There was an upright piano in Big School. Jan and Dean brought out their plink plonk version of ‘Heart and Soul’. Whenever I hear it now, it immediately transports me back to Hostel and that piano. The acoustics were perfect for that tune. I don’t suppose Hoagy Carmichael liked it much, but I did. Listen to it on Youtube if you want to visit Big School, Hostel, in the sixties!
Watching the 1964 film of the school again reminded me that in the gym display previously mentioned (and in the film, just missing my bike ride over the backs of the rest of the team), we had ‘trampettes’, which allowed us to do complete somersaults fairly easily. I had completed many of these in the practice run-up, when suddenly on one approach, I had a moment of doubt. Fatal. I landed on my forehead and was knocked unconscious for a few moments. Andy Green said later in his cheerful manner ‘I thought you were dead’. Mr. Broadhurst realised that I had lost my confidence, and I couldn’t do it again - perhaps that’s why he put me on the bike. My neck hurt for days!

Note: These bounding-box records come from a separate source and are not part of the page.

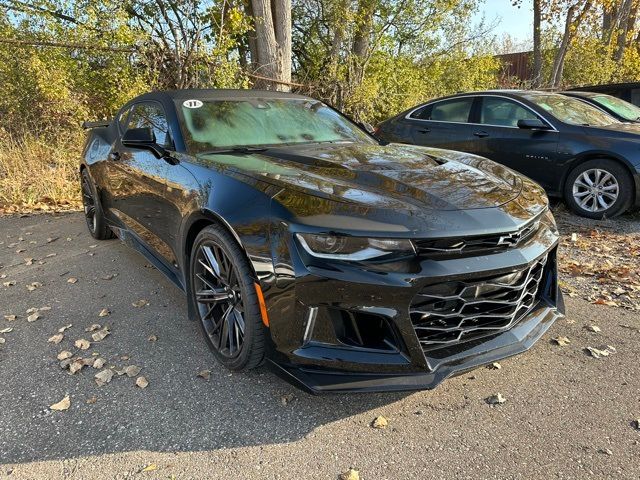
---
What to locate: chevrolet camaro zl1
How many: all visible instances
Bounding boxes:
[80,90,564,393]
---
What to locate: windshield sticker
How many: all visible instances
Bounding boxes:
[182,100,202,108]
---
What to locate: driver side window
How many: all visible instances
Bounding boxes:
[127,102,173,147]
[480,97,538,127]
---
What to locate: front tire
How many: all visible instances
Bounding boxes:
[80,169,115,240]
[189,225,265,371]
[564,158,633,220]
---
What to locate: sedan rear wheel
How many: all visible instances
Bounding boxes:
[565,159,633,219]
[191,225,264,370]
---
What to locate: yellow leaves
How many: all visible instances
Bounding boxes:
[49,395,71,412]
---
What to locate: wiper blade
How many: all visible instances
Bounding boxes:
[197,147,268,155]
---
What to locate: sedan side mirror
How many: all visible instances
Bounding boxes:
[518,118,550,130]
[360,122,376,135]
[122,127,167,158]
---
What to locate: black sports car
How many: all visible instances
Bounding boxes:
[562,90,640,123]
[80,90,563,392]
[376,90,640,218]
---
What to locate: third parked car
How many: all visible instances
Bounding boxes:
[377,90,640,218]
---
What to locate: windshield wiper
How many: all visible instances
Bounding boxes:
[197,147,268,155]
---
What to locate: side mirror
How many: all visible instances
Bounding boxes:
[360,122,376,135]
[518,118,550,130]
[122,127,167,158]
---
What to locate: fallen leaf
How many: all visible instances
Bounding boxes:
[551,337,571,347]
[93,358,107,370]
[371,415,389,429]
[93,368,113,387]
[74,338,91,350]
[27,282,42,292]
[91,326,111,342]
[49,395,71,412]
[338,468,360,480]
[136,377,149,388]
[47,333,64,345]
[487,393,507,405]
[124,365,144,378]
[585,345,616,358]
[69,358,86,375]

Chapel every morning and twice on Sundays. Three times for the Reverend Batey. An early Communion too. I couldn’t be bothered to get confirmed, so I couldn’t go to the Communion services, which were always handy as an early start for when parents were visiting. If your parents were coming to see you, provided you hadn’t transgressed too many of the rules, you could ask the Housemaster for a ‘Blue Ticket’, which gave you leave for the day.

Services in the Priory were special. I always enjoyed these, the pomp and circumstance were always worth the effort. The Priory was huge after normal chapel and there was always a sense of occasion, particularly as Christmas approached.”